Go Sawahata (Reporter):
I reached the Strait of Hormuz by sailing up the coast of Oman. The Persian Gulf was busy with oil tankers from all over the world. Oman has military facilities near the Strait of Hormuz. Omani boats were on patrol. Iran conducted huge naval exercises in the area late last month. Iran has also just launched its latest missiles in a show of its military clout. The United States has deployed a second aircraft carrier in the area. Countries along the gulf have built up their military forces in case of tension with Iran. The United Arab Emirates signed a contract last month to buy the latest US missile interceptors. Saudi Arabia signed a deal to buy more F-15 fighters from the United States.
Theodore Karasik (Institute of Near East and Gulf Military Analysis):
They’re increasingly buying more arms, as well as their recent experience in Libya, has taught them how to use air power effectively. So this is a nice combination of attributes to face off against Iran.

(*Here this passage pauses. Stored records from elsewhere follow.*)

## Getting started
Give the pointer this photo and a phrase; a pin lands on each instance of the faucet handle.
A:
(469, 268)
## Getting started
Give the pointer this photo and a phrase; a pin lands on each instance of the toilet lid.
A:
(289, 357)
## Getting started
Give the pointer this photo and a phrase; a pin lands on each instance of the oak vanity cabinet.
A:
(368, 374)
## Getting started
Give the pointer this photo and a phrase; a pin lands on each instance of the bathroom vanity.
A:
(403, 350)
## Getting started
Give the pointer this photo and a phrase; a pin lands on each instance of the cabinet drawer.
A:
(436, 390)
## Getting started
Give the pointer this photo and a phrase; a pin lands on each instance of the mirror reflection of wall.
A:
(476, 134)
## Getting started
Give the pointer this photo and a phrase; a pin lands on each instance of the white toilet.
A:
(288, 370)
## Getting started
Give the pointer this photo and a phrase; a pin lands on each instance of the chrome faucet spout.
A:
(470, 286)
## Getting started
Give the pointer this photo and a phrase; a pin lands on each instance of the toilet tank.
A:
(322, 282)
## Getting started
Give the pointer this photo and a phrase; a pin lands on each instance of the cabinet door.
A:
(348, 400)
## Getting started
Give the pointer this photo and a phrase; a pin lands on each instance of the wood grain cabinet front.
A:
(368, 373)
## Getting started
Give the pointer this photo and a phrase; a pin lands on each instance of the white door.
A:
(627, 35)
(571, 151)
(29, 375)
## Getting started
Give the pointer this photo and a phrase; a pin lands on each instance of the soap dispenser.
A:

The big question is how Gulf States will export their oil if the Strait of Hormuz is closed. The UAE is building a pipeline to bypass the strait. But the pipeline won’t be finished for at least six months.
Sheikh Abdullah bin Zayed al Nahyan (UAE Foreign Minister):
I’ll do everything I can to keep oil production going.
Ninety percent of Japan’s oil passes through the Strait of Hormuz. Japanese businesses are keeping a close eye on developments. This Japanese company is involved with production of oil in the UAE for export to Japan. Even if the Strait of Hormuz stays open, any more military tension will hit the company’s business.
Katsujiro Kida (Japan Oil Development):
Closure of the strait would create a situation beyond any company’s control. An accidental incident could trigger something that nobody wants to happen.
Tension between the West and Iran over Iranian nuclear program is at a critical level. There are fears of a regional war. The fate of the central artery for global oil transport is at stake.